2024-08-30 08:15:49,097 MainProcess nnsight_remote INFO     1478bff8-622a-42cf-9ba0-78d3a0803a8b - APPROVED: Your job was approved and is waiting to be run.
2024-08-30 08:15:49,114 MainProcess nnsight_remote INFO     1478bff8-622a-42cf-9ba0-78d3a0803a8b - RUNNING: Your job has started running.
2024-08-30 08:15:49,423 MainProcess nnsight_remote INFO     1478bff8-622a-42cf-9ba0-78d3a0803a8b - COMPLETED: Your job has been completed.
huggingface/tokenizers: The current process just got forked, after parallelism has already been used. Disabling parallelism to avoid deadlocks...
To disable this warning, you can either:
        - Avoid using `tokenizers` before the fork if possible
        - Explicitly set the environment variable TOKENIZERS_PARALLELISM=(true | false)
Downloading result: 100%|██████████| 1.69k/1.69k [00:00<00:00, 2.20MB/s]

T1 - Original Prediction:   Paris
T2 - Modified Prediction:   Paris

In the example above, we are interested in replacing the hidden state of a later layer with an earlier one. Since we are using a session, we don’t have to save the hidden state from Tracer 1 to reference it in Tracer 2.

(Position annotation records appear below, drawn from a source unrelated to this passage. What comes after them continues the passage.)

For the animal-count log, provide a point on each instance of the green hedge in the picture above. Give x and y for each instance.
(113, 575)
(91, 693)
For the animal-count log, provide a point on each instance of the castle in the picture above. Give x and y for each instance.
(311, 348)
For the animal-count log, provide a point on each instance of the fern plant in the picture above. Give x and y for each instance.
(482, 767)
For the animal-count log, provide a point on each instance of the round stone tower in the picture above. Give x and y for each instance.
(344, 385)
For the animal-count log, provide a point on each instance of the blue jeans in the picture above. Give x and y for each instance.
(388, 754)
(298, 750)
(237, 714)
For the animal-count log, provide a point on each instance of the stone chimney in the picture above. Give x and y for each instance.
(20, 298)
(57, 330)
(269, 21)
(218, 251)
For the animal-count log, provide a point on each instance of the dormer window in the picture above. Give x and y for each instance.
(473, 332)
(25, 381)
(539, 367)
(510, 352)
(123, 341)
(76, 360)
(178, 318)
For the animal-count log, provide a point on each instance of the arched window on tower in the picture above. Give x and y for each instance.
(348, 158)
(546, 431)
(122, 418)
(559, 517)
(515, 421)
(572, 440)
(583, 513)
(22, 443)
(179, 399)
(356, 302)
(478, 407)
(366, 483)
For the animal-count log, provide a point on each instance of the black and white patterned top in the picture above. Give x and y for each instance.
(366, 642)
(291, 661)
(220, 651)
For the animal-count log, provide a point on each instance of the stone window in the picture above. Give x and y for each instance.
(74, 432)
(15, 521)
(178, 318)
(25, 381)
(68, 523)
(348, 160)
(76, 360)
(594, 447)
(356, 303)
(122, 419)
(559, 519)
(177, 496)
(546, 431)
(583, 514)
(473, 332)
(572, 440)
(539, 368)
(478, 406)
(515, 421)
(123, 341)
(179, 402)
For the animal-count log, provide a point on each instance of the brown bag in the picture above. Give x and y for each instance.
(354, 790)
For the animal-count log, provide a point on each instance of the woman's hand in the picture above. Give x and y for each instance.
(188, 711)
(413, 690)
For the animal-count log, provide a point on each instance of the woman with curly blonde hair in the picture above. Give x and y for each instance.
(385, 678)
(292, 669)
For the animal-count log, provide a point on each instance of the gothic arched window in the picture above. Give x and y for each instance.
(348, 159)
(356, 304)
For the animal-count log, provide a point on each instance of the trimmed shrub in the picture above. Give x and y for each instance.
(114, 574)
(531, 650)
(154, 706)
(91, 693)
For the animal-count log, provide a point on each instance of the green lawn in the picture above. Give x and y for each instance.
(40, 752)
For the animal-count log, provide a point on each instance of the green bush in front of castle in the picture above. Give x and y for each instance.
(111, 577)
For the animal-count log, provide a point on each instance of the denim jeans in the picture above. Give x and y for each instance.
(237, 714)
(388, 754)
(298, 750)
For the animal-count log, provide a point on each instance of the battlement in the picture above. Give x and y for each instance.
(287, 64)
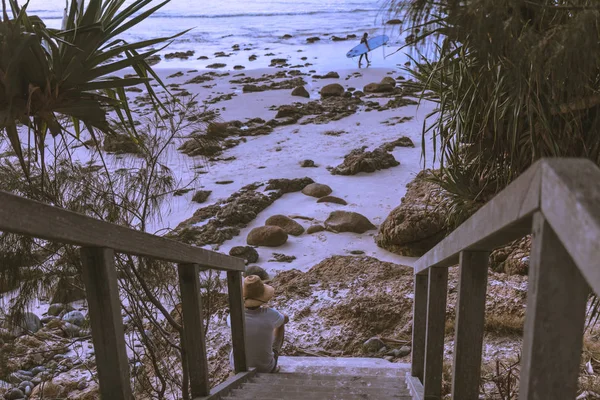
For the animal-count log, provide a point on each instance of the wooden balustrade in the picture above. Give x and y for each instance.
(99, 241)
(558, 202)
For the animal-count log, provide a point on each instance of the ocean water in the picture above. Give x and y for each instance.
(256, 25)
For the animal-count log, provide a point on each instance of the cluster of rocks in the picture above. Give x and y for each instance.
(359, 160)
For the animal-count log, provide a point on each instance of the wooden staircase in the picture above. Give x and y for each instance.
(309, 378)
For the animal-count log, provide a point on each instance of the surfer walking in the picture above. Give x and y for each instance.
(365, 41)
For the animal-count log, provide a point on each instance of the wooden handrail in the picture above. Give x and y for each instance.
(558, 202)
(99, 240)
(39, 220)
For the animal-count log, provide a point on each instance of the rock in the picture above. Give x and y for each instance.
(201, 195)
(271, 236)
(315, 228)
(404, 141)
(290, 226)
(317, 190)
(49, 390)
(71, 330)
(55, 309)
(278, 257)
(332, 90)
(419, 223)
(359, 160)
(332, 199)
(307, 164)
(68, 290)
(285, 185)
(378, 88)
(258, 271)
(329, 75)
(30, 323)
(246, 252)
(388, 80)
(347, 221)
(373, 345)
(14, 394)
(179, 54)
(74, 317)
(300, 91)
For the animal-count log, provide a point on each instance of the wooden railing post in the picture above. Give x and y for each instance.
(193, 329)
(237, 317)
(554, 320)
(470, 318)
(419, 326)
(437, 293)
(102, 291)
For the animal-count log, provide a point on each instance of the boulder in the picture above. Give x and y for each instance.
(348, 221)
(317, 190)
(201, 196)
(419, 223)
(300, 91)
(332, 199)
(246, 252)
(307, 164)
(271, 236)
(388, 80)
(332, 90)
(315, 228)
(68, 290)
(74, 317)
(290, 226)
(378, 88)
(258, 271)
(359, 160)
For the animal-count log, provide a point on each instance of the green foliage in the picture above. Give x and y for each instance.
(49, 77)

It is important to note that all the traces defined within the session context are executed sequentially, strictly following the order of definition (i.e. t2 being executed after t1 and t3 after t2 etc.).

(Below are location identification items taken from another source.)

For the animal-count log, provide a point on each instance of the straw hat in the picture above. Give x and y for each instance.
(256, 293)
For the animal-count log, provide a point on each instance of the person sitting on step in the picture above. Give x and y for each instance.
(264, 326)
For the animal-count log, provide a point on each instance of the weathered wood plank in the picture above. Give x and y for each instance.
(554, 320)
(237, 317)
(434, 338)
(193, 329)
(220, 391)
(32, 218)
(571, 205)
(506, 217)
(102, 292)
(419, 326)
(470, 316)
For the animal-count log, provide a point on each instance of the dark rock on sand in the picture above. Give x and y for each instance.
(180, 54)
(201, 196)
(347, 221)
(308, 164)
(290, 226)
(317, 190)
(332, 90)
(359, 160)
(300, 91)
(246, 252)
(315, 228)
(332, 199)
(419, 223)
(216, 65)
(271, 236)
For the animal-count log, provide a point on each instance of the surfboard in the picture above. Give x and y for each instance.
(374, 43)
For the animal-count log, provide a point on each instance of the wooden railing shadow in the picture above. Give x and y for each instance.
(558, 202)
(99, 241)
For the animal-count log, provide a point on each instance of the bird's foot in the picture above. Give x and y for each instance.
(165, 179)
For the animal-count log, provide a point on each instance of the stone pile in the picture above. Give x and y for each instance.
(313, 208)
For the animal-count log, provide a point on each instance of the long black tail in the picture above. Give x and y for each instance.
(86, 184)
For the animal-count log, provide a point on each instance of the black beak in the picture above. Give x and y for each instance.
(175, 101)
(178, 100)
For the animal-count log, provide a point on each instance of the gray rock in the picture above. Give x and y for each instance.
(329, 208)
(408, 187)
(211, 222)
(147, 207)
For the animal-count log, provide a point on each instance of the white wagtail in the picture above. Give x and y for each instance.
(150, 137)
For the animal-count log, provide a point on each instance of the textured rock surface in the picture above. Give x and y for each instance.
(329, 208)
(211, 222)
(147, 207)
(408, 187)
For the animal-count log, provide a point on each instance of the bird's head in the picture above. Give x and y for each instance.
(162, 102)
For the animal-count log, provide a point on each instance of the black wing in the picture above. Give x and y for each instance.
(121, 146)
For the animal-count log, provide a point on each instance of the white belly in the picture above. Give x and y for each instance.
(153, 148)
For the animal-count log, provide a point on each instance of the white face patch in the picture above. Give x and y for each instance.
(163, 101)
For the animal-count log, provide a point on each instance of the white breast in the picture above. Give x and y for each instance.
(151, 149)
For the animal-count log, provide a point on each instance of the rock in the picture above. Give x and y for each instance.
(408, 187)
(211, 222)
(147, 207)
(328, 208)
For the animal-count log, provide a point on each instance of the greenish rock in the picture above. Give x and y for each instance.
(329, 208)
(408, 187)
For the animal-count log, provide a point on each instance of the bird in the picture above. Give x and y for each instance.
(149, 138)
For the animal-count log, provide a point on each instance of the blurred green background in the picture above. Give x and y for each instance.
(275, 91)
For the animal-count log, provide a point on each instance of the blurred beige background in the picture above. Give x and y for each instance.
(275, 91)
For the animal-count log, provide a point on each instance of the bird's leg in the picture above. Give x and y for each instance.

The session context object has its own methods to log values and be terminated early.

[3]:
with model.session(remote=True) as session:

  session.log("-- Early Stop --")
  session.exit()
2024-08-30 08:15:53,770 MainProcess nnsight_remote INFO     e794cd1a-3c4d-4300-ba68-6dcb6d8bda02 - RECEIVED: Your job has been received and is waiting approval.
2024-08-30 08:15:53,795 MainProcess nnsight_remote INFO     e794cd1a-3c4d-4300-ba68-6dcb6d8bda02 - APPROVED: Your job was approved and is waiting to be run.
2024-08-30 08:15:53,801 MainProcess nnsight_remote INFO     e794cd1a-3c4d-4300-ba68-6dcb6d8bda02 - RUNNING: Your job has started running.
2024-08-30 08:15:53,811 MainProcess nnsight_remote INFO     e794cd1a-3c4d-4300-ba68-6dcb6d8bda02 - LOG: -- Early Stop --
2024-08-30 08:15:53,823 MainProcess nnsight_remote INFO     e794cd1a-3c4d-4300-ba68-6dcb6d8bda02 - COMPLETED: Your job has been completed.
Downloading result: 100%|██████████| 928/928 [00:00<00:00, 5.66MB/s]

In addition to the benefits mentioned above, the session context also enables interesting experiments not possible with other nnsight tools - since every trace is run on its own model, it means that within one session we can run interventions between different models – for example, we can swap activations between vanilla and instruct versions of the Llama model and compare the outputs. And session can also be used to run experiments entirely locally!